Note: more information about LOEX here: http://public.csusm.edu/acarr/loex/index.html
DT: What is the most rewarding of being involved with professional organizations?
AC: The relationships, for sure. It’s where I get support, which is sometimes hard for instructional librarians to find on their own campuses. Often on a campus there is only one instruction coordinator. While many librarians do instruction as part of their job they have other duties as well, so this is a chance to go and talk to people doing similar jobs and bring back a few ideas. “This is what I’m doing, this is what has worked, this is what hasn’t.” Through SCIL I’ve made some of my closest professional relationships and it lets me see beyond my own campus.
SCIL is a way to get support from other professionals who are experiencing some of the same things you are. The thing about instruction, which you’ll hear a lot, is the idea of needing to lead and manage without any authority. If you’re in collection development or technical services you don’t have to ask other librarians outside your department to do a lot for you, but everyone shares in instruction. Other librarians will have a lot of things to worry about besides instruction, so it’s great to have an opportunity to meet and talk about managing instructional programs and developing ourselves as teachers.
DT: I talked to Amy Wallace a few weeks ago and she mentioned the importance of meeting new people as a beginning librarian.
AC: Yes, SCIL is also good for networking, I’ve known some people who’ve gotten jobs through SCIL. Also, for me it made a difference to have the foundation that SCIL provides when moving from different colleges as I was changing jobs at the beginning of my career.
DT: What is the most challenging part of being involved in a professional organizations?
AC: I think time. Finding time out of your other responsibilities to get involved is hard. For me it balances, because what I learn makes other parts of my job easier. It really depends on the support of your institution.
DT: What types of opportunities does SCIL have for students?
AC: SCIL Works is a great place to present ideas and posters. There are also student discounts for programs.

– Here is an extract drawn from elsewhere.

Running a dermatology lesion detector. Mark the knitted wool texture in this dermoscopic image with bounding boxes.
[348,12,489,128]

Students may not have made a commitment yet to what area they want to get in to, but in our view they will probably be teaching more then they expect no matter what. We think it’s great to explore that early.
There is so much information and opportunities it’s hard to maneuver through different organizations. Something SCIL has asked is how much to reach out to students, and what role students can have with the organization. As chair I want to raise awareness among students. If students could be introduced in school they will have a better chance to take advantage of opportunities they may not be aware of yet. Within SCIL there are a lot of chances for interested graduate student to find connections and turn those into a project or internship.
It’s a way to break down the barrier between students and professionals.
DT: That’s true about students being overwhelmed the amount of professional organizations. As a student I’ve been encouraged to get involved with professional organizations, but I’ve never really been sure how,
AC: Because we meet regularly you have the opportunity to make connections quickly. When we see people at more than one meeting they can easily become part of the group.
DT: What advice do you have for graduate students who want to get involved with professional organizations?
AC: Try out a few meetings of different groups. In my experience you make so many personal connections. Find a place that feels comfortable and welcoming. It may matter less what the group is for, because it’s more about making connections with other librarians.